1949 film by Alan Cullimore

Vengeance Is Mine is a 1949 British second feature crime drama film directed by Alan Cullimore and starring Valentine Dyall, Anne Firth and Richard Goolden.

==Plot==
Charles Heywood is a wrongly imprisoned businessman who is told by his doctors that he is dying.
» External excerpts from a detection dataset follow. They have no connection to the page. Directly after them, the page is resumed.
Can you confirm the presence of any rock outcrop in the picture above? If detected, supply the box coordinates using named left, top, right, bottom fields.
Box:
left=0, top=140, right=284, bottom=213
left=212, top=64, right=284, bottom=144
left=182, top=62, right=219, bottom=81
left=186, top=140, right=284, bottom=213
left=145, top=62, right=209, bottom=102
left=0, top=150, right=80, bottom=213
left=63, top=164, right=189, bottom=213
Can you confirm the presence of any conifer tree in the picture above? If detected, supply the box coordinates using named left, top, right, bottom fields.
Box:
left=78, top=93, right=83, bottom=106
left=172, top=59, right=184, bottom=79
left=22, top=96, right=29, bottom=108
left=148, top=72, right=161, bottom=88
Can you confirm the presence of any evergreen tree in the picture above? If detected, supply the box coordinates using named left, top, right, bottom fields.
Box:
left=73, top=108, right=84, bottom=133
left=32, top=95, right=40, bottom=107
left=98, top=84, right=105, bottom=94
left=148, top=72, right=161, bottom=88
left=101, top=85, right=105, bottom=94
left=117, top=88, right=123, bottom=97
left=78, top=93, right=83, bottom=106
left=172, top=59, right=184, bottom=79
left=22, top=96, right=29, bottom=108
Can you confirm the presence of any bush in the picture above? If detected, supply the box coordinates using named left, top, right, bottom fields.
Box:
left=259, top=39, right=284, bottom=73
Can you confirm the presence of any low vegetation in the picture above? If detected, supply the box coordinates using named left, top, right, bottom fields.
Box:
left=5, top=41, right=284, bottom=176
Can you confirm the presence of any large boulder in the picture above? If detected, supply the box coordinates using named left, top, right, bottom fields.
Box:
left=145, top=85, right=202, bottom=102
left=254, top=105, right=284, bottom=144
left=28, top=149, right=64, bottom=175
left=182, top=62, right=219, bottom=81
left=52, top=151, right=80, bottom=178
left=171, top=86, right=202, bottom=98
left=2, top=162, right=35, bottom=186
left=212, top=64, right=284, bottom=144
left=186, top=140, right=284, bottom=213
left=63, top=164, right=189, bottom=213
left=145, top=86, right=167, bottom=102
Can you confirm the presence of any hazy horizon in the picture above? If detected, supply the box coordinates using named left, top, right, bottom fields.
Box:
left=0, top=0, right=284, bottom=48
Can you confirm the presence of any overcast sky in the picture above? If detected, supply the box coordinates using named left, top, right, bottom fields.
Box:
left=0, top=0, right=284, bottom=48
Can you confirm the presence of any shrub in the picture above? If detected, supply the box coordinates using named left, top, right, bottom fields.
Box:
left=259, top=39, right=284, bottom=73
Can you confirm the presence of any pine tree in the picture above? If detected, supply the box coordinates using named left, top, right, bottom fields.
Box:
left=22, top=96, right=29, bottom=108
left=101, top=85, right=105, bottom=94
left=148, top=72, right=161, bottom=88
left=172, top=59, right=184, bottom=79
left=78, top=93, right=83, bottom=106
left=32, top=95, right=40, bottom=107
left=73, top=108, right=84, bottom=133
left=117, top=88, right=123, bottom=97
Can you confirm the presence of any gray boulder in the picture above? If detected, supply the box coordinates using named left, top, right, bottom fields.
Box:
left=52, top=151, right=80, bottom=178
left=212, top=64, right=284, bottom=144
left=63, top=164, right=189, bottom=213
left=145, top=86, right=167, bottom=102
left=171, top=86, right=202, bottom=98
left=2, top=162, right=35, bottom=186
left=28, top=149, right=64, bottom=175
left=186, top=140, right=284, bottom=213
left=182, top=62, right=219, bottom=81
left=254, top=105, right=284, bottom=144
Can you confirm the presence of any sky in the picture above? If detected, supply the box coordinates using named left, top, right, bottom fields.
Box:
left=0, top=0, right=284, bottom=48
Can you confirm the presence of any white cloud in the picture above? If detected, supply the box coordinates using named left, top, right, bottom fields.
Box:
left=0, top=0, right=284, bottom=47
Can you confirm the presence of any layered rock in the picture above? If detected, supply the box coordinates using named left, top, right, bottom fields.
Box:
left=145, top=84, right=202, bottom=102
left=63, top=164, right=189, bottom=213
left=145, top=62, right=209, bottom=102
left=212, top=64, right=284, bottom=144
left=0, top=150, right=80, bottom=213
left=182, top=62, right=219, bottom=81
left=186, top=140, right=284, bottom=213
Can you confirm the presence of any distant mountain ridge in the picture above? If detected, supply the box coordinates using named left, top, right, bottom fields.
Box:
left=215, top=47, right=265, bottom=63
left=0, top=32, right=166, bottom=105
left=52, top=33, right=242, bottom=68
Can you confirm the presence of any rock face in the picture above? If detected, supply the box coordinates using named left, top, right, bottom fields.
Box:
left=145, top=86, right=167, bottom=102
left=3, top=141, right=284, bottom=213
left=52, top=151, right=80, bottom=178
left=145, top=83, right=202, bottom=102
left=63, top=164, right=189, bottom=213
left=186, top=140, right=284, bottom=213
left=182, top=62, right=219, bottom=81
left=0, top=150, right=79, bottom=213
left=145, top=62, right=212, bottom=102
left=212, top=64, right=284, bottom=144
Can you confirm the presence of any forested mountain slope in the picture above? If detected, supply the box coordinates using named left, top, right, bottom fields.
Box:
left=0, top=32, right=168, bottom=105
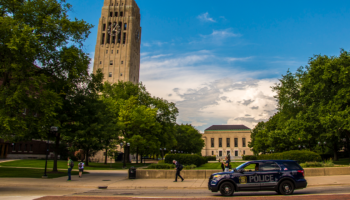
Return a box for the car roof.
[248,160,297,162]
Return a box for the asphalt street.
[0,186,350,200]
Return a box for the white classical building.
[202,125,253,160]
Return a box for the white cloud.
[197,12,216,22]
[141,51,277,131]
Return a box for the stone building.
[93,0,141,83]
[202,125,253,159]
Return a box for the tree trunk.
[52,133,61,172]
[105,148,108,165]
[85,148,90,166]
[136,147,139,164]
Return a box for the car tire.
[278,181,294,195]
[220,182,235,196]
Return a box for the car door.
[260,162,281,190]
[235,163,260,191]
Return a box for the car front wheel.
[220,182,234,196]
[279,181,294,195]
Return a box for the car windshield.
[236,162,249,169]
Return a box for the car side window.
[260,162,280,171]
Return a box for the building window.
[101,33,106,44]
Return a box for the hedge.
[147,163,175,169]
[203,156,216,161]
[164,154,208,167]
[257,150,322,163]
[242,155,257,160]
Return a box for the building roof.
[205,125,250,131]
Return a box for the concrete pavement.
[0,169,350,189]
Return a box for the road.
[0,186,350,200]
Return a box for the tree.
[173,124,204,154]
[0,0,92,171]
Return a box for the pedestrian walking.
[67,156,74,181]
[173,160,185,182]
[78,162,85,178]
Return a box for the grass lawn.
[0,160,149,170]
[0,167,86,178]
[194,162,254,170]
[334,158,350,166]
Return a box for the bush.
[242,155,257,160]
[164,154,208,167]
[147,163,175,169]
[184,165,197,169]
[204,156,216,161]
[257,150,322,163]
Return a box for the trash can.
[129,167,136,179]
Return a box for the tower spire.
[93,0,141,84]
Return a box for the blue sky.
[67,0,350,131]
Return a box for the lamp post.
[43,126,58,178]
[318,142,327,153]
[160,147,166,160]
[120,142,125,168]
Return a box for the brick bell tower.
[93,0,141,84]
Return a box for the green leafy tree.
[173,124,204,154]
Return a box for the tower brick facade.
[93,0,141,84]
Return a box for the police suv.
[208,160,307,196]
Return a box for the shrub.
[242,155,257,160]
[204,156,216,161]
[184,165,197,169]
[164,154,208,167]
[147,163,175,169]
[257,150,322,163]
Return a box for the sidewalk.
[0,169,350,189]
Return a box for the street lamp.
[160,147,166,160]
[120,142,125,168]
[43,126,58,178]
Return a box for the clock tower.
[93,0,141,84]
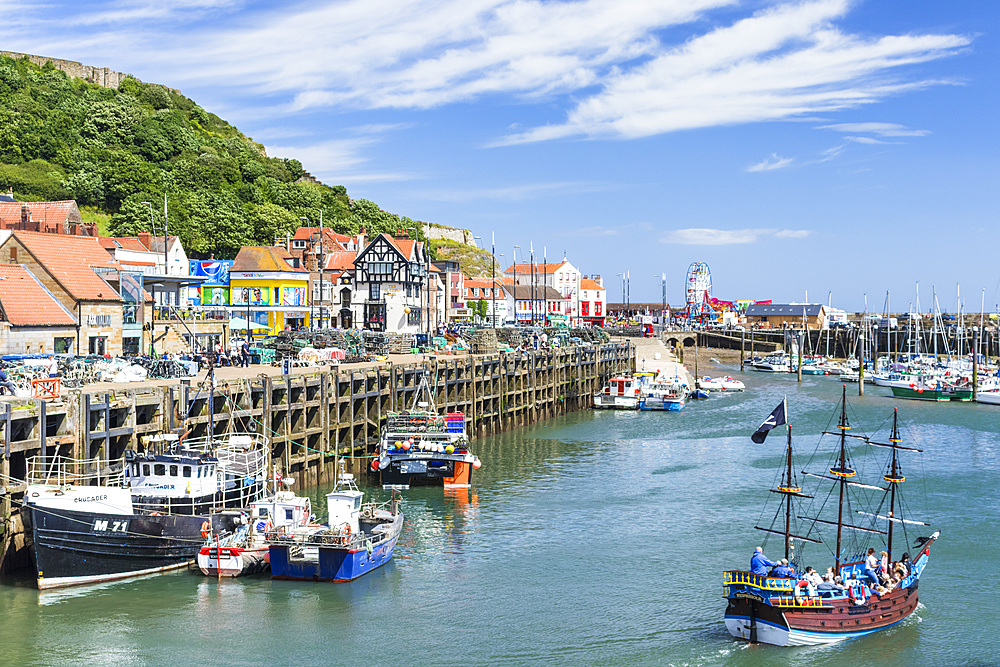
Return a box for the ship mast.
[779,422,799,559]
[882,409,906,560]
[830,384,855,572]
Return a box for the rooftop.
[229,246,308,273]
[11,231,122,301]
[0,264,76,326]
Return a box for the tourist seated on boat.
[864,548,879,586]
[771,558,795,578]
[896,553,910,579]
[816,572,837,595]
[750,547,777,577]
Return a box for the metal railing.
[25,455,125,486]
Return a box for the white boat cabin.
[326,473,364,535]
[250,491,312,533]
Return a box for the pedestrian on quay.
[0,370,17,396]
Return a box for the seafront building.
[0,195,607,356]
[229,246,309,334]
[503,257,582,326]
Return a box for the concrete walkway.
[629,338,694,388]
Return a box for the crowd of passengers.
[750,547,910,598]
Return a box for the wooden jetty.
[0,340,635,572]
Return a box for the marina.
[0,368,1000,665]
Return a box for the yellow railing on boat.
[722,570,795,591]
[768,595,833,607]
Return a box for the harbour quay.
[0,339,636,572]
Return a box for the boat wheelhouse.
[594,375,640,410]
[723,385,939,646]
[639,375,690,412]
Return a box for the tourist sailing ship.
[723,385,939,646]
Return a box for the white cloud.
[844,137,892,144]
[747,153,795,172]
[412,181,616,202]
[774,229,812,239]
[819,123,930,137]
[266,138,419,185]
[660,227,812,245]
[506,0,969,144]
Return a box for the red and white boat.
[197,491,318,577]
[594,375,641,410]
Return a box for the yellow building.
[229,246,309,335]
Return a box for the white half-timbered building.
[353,233,427,333]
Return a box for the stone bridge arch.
[663,331,698,349]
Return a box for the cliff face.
[0,51,128,88]
[424,223,476,245]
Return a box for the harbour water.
[0,369,1000,666]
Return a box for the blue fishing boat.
[639,374,689,412]
[268,474,403,582]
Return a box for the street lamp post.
[514,245,524,326]
[139,201,156,357]
[493,250,507,328]
[528,241,535,326]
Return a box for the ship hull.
[379,454,473,489]
[269,514,403,583]
[725,584,917,646]
[29,506,221,590]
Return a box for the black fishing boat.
[723,385,939,646]
[22,433,268,589]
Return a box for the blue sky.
[0,0,1000,311]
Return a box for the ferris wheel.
[685,262,715,320]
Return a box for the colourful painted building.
[229,246,310,334]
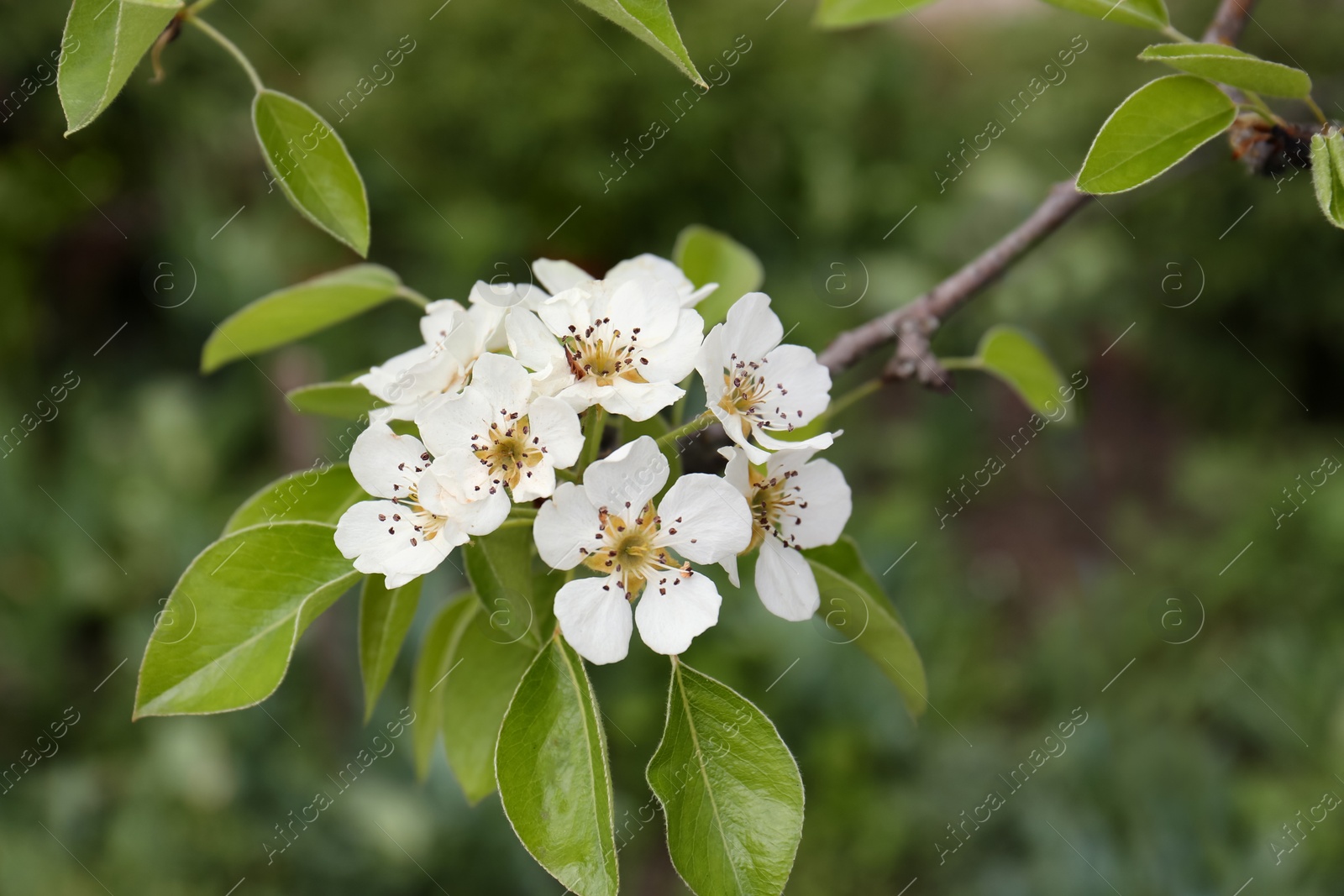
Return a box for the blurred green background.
[0,0,1344,896]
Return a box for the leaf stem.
[818,376,882,421]
[659,411,717,445]
[186,15,266,92]
[575,405,606,478]
[1243,90,1284,125]
[396,284,428,307]
[1156,25,1198,43]
[1304,94,1331,125]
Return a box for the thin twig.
[818,180,1091,381]
[818,0,1255,388]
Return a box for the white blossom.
[354,292,508,423]
[721,448,852,622]
[507,275,704,421]
[533,435,751,663]
[415,354,583,511]
[695,293,835,464]
[336,423,508,589]
[533,253,719,311]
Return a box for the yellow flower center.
[560,317,649,385]
[583,501,690,600]
[472,411,546,495]
[743,469,808,553]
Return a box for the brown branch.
[1205,0,1255,45]
[818,180,1091,383]
[818,0,1255,388]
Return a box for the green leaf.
[412,592,480,780]
[813,0,932,29]
[802,535,929,719]
[1312,130,1344,227]
[941,325,1073,425]
[1138,43,1312,99]
[1078,76,1236,193]
[580,0,710,90]
[645,657,802,896]
[462,520,543,649]
[200,265,402,374]
[132,522,360,719]
[220,464,368,537]
[439,601,540,804]
[253,90,368,257]
[672,224,764,329]
[56,0,181,137]
[495,636,618,896]
[359,575,425,724]
[1046,0,1171,31]
[620,414,682,500]
[285,383,387,422]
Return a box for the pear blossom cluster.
[334,254,851,663]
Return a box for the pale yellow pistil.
[472,411,546,495]
[560,317,649,385]
[719,354,802,438]
[580,501,690,600]
[378,473,448,548]
[743,469,808,553]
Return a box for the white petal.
[419,468,511,537]
[533,480,602,569]
[605,280,677,348]
[719,448,751,500]
[719,553,742,589]
[470,280,549,311]
[551,376,605,414]
[527,398,583,470]
[466,294,507,354]
[533,258,593,296]
[636,309,723,383]
[710,405,770,464]
[757,537,822,622]
[599,379,685,422]
[602,253,695,294]
[509,461,555,504]
[681,284,719,307]
[555,578,633,665]
[695,324,728,407]
[349,423,428,498]
[757,345,831,430]
[421,298,466,345]
[536,287,601,336]
[336,501,466,589]
[468,354,533,415]
[657,473,751,563]
[723,293,784,361]
[415,387,492,466]
[504,307,569,374]
[634,569,723,654]
[743,427,840,464]
[770,451,853,548]
[583,435,672,516]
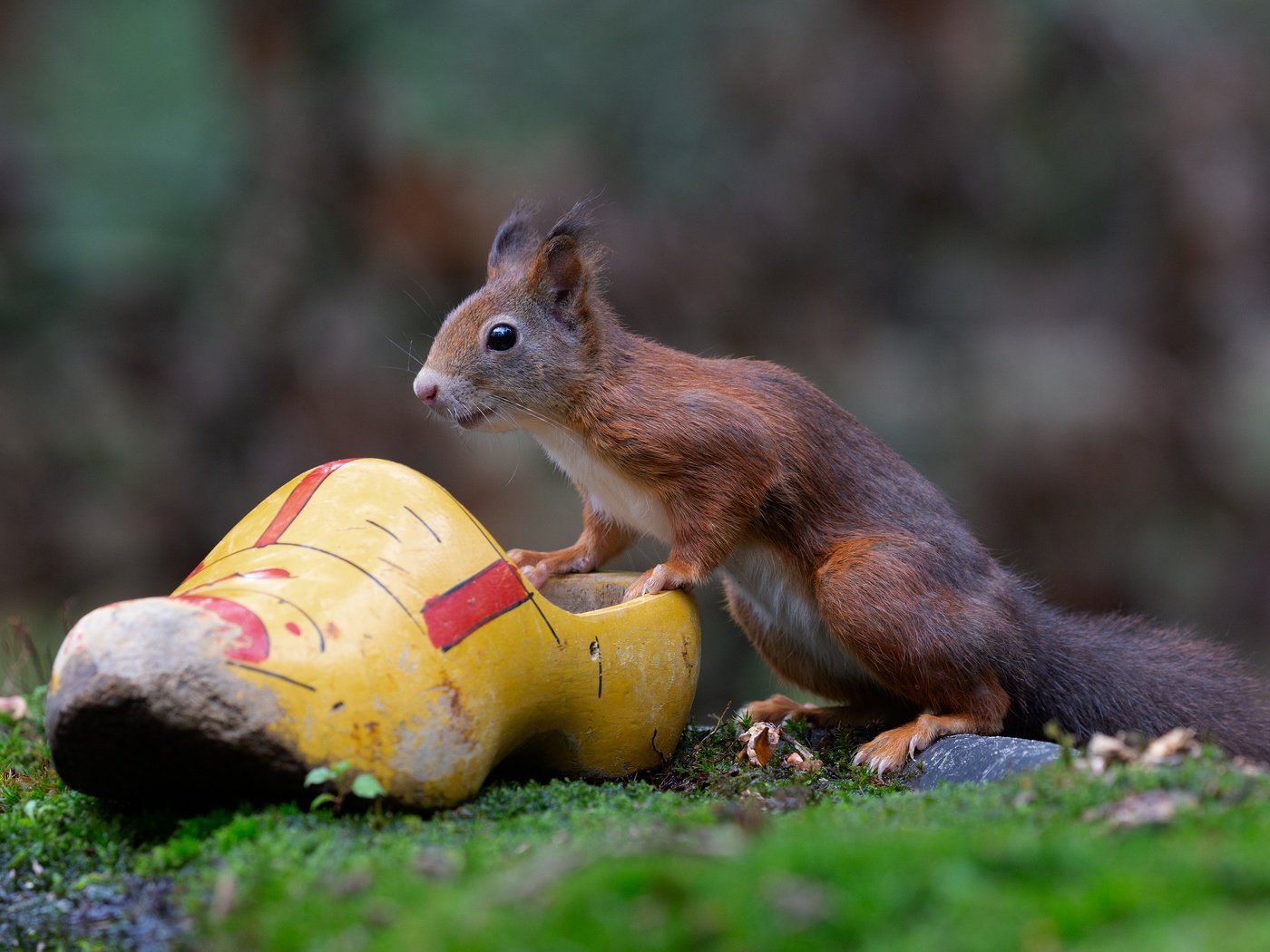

He constructs an elaborate plan to hire a hitman to kill him and then frame his former partner, who put him behind bars.

==Cast==
- Valentine Dyall as Charles Heywood
- Anne Firth as Linda Farrell
- Richard Goolden as Sammy Parsons
- Sam Kydd as Stacy
- Ethel Coleridge as Mrs Briggs
- Patsy Drake as Patsy
- Alexander Wright as the doctor
- Russell Westwood as Cass
- Manville Tarrant as man
- Alex Graham as barman
- John Hart as barman
- Arthur Brander as Richard Kemp
- Roland Caswell as Police Sargeant
- Michael Bird as policeman
- Bob Connor as garage man
- Betty Taylor as the little girl

== Critical reception ==
Monthly Film Bulletin said "This absurd story is not helped by the lugubrious playing of Valentine Dyall as Charles; overstressing of the comic relief and third-rate acting destroy any remaining likelihood of reality."

In British Sound Films: The Studio Years 1928–1959 David Quinlan rated the film as "poor", writing: "Absurd thriller: even the cast don't seem enthusiastic."